I didn’t want to kill the girl, so I hesitated to throw another globe at her. Squaring my shoulders, I got ready for her attack. When the girl got close enough, I threw a kick to her gut and slammed my fist against her jaw. She stumbled back against the frozen railing. It broke free, and she fell over the side, landing on a table below. Her body was half on and half off the table, her neck bent at an odd angle and the bones underneath pushed against her skin.
Is she dead?
A shimmery light left the girl’s body and flew to me, smacking my chest. I took a step back, expecting to turn into a human Popsicle, but nothing happened, only a chill that rushed across my skin and quickly ended.
“You killed her,” Veronique yelled as she stepped up on a chair and onto a table. She charged the length of it, heading for me.
I dropped to my knees and flipped through the pages of the gateway book. My heart galloped like a thousand racehorses on steroids. I needed to escape.
Where do I go? I can’t lead her to the others. I stopped on the photograph of the Boston Athenæum. Home? To Nana. Afton. No. Veronique knew where Nana Kearns lived. I couldn’t risk going there. I tossed over more pages.
Just then, Veronique pulled herself up onto the balcony and let loose another fire globe. The flames licked the air and smoke trailed it like a comet. The fire grazed my cheek, pulling a sharp gasp from my chest.
Her breaths were loud—panting. The sound of a siren drew nearer. We’d have company soon.
A feral look on her face, Veronique plucked a dagger from her shoulder sheath. A velvet bag, weighed down by something heavy inside, was tied around her waist.
The other Chiavi? I had to get them. I grasped the strap of my messenger bag.
“You can’t win, Gia. You’re weak. Unskilled. A sniveling child.”
“I beat your ass, and I took care of your friends.” Meaning the three Sentinels lying dead on the floor below us. I forced my eyes to stay on hers, acting brave, though their deaths were like an overweight barbell on my conscience.
Her step forward caused me to step back. “That was dumb luck,” she said. “This will take skill.”
She ran for me. I drew my sword and swung at her. She ducked, the blade barely missing her. Before I could get another swing in, she tackled me, our bodies smacking into the bookcase, my sword knocked from my hand.

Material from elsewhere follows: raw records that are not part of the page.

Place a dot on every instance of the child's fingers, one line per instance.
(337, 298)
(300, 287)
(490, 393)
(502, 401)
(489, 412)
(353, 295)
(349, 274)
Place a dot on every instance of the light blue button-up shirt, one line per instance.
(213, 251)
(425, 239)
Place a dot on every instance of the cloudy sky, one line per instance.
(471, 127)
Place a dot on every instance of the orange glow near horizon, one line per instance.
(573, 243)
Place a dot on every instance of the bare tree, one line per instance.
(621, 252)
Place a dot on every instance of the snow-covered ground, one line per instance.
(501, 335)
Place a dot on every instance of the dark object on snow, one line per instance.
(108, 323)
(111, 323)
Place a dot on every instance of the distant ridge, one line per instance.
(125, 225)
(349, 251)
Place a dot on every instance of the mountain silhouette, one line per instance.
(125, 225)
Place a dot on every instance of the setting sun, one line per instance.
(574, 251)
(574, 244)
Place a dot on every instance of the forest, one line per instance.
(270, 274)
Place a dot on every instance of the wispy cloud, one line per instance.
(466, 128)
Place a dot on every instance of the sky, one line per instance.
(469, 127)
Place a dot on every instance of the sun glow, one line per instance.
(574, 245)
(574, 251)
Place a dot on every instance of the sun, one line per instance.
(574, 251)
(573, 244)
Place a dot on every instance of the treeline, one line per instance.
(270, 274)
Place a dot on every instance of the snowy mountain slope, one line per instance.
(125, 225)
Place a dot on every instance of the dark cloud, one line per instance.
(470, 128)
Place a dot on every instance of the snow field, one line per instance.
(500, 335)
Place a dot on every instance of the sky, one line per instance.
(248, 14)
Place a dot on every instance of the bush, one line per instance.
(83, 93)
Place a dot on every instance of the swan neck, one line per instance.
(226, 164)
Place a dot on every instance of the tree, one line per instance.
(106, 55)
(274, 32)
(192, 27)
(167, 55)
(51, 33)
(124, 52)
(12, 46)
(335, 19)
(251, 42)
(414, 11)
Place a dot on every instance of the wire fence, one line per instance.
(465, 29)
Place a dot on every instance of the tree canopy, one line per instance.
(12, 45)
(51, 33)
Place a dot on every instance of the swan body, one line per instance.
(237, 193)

A satisfied look crossed Veronique’s face right before she stabbed my upper arm with her dagger, her blade cutting across my cheek. A horrified scream rattled my throat. My knees buckled and thudded against the floor.
“Shit!” The pain shocked me. I wanted to roll into a ball on the floor, to have this end.

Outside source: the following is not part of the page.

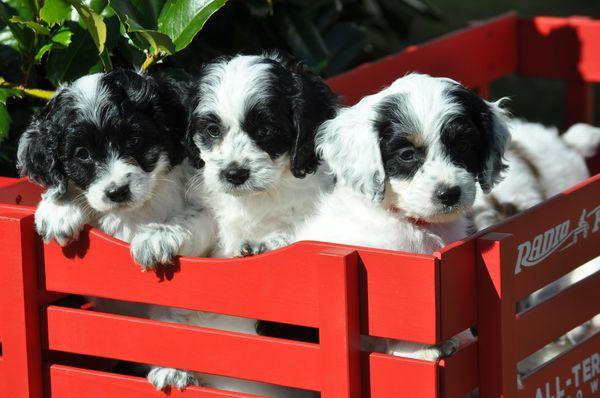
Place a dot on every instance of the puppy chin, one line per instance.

She’s going to kill me. I’m going to die.
Fear gripped me.
Fight, Gia! The voice in my head was strong and forceful. It pushed me. Pushed me to my feet.
Pushed me to take action.
Brenda Drake is a New York Times bestselling author of young adult fiction. She grew up the youngest of three children, an Air Force brat, and the continual new kid at school. Her fondest memories growing up is of her eccentric, Irish grandmother’s animated tales, which gave her a strong love for storytelling. So it was only fitting that she would choose to write stories with a bend toward the fantastical. When she’s not writing or hanging out with her family, she haunts libraries, bookstores, and coffee shops, or reads someplace quiet and not at all exotic (much to her disappointment).